Chairman Corey Stewart wanted to make clear that the industry should not view the resolution as anti-business.
“The message, that we do want to get out, is that we want to provide clarity to the data center industry; we do want to provide clarity to Dominion that to the extent that we bring those data centers into the county, and we do want them, that the infrastructure needs to be addressed in our zoning ordinance. This is, in fact, a deliberative process that begins now with all of the stakeholders coming in.”
He explained that while business interests are important to the county, equally, if not more important, are the interests of the citizens.
“This is a community listening to its citizens and trying to balance their interests with the interests of the county and of business,” Stewart said.
Jeanine Lawson said she echoes Stewart’s sentiments. She said she received an unprecedented amount of emails at least from her perspective as a new supervisor.
“Clearly this has garnered a lot of attention, and it has garnered a lot of attention rightfully so because this does affect a lot of Prince William residents, property owners,” Lawson said.
Coles District Supervisor Marty Nohe asked that all stakeholders, including trade organizations, be contacted when such decisions are made.
Pete Candland said that the resolution was a move in the right direction, but it should have never gotten so far that a data center was being built just north of the Town of Haymarket.
“I know that these data centers are absolute power hogs.

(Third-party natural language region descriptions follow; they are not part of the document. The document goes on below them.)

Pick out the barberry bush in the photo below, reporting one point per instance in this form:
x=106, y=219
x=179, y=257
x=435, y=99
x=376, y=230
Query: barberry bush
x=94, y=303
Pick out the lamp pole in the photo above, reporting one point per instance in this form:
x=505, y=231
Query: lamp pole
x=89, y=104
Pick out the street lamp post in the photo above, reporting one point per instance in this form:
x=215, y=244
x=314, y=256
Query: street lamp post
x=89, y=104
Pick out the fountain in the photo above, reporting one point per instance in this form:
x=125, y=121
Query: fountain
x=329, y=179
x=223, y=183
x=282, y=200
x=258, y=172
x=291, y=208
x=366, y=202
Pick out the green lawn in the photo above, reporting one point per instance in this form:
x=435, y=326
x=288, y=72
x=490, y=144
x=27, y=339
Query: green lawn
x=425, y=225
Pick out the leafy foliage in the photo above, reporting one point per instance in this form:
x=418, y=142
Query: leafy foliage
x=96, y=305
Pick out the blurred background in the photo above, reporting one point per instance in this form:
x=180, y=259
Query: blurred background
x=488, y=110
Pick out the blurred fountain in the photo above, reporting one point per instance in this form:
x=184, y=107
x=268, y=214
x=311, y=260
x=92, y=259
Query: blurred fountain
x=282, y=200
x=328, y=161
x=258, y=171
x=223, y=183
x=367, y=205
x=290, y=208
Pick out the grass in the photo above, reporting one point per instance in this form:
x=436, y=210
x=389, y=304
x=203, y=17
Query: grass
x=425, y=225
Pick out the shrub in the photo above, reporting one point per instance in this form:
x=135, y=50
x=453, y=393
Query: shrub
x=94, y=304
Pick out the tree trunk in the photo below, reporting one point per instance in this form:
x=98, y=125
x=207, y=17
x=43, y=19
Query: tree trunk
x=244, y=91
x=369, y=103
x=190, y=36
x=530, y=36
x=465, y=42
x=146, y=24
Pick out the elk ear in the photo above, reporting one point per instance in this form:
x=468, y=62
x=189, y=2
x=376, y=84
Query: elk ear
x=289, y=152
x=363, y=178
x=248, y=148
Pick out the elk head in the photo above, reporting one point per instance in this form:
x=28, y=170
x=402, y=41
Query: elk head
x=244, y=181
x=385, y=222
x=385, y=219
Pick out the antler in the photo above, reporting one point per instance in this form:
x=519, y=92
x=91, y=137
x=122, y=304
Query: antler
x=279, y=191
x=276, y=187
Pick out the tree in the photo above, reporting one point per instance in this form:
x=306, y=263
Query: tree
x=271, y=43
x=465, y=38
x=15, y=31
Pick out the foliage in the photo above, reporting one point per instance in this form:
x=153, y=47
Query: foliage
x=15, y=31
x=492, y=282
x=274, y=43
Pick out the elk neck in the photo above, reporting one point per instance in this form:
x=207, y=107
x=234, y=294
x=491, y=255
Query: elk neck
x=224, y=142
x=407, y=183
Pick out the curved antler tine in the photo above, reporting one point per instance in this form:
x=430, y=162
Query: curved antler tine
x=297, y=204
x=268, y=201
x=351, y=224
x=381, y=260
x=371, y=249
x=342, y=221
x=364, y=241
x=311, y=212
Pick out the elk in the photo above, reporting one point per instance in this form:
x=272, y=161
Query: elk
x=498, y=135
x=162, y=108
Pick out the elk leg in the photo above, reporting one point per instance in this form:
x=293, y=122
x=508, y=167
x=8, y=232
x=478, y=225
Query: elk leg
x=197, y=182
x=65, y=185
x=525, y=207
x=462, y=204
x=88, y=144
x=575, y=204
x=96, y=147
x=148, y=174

These things just require a tremendous amount of infrastructure to support,” Candland said. “To protect the citizens of Prince William County, that is our main responsibility as the supervisors of Prince William County, so we need to bring business here but not at the detriment to the people of Prince William.”
Chris Price, Director of Planning for the county, told Bristow Beat that the way his office will initiate the process of changing the zoning ordinances is to take a closer look at what other local jurisdictions are doing in regards to data centers. The Planning Commission, will then look at what is best practice in the industry, even looking beyond Northern Virginia.They will create a Planning Commission recommendation that the Commission will present to the Board of County Supervisors. At that point, public hearings will be held so that the community has a chance to provide its input. Only then can the supervisors vote upon changes.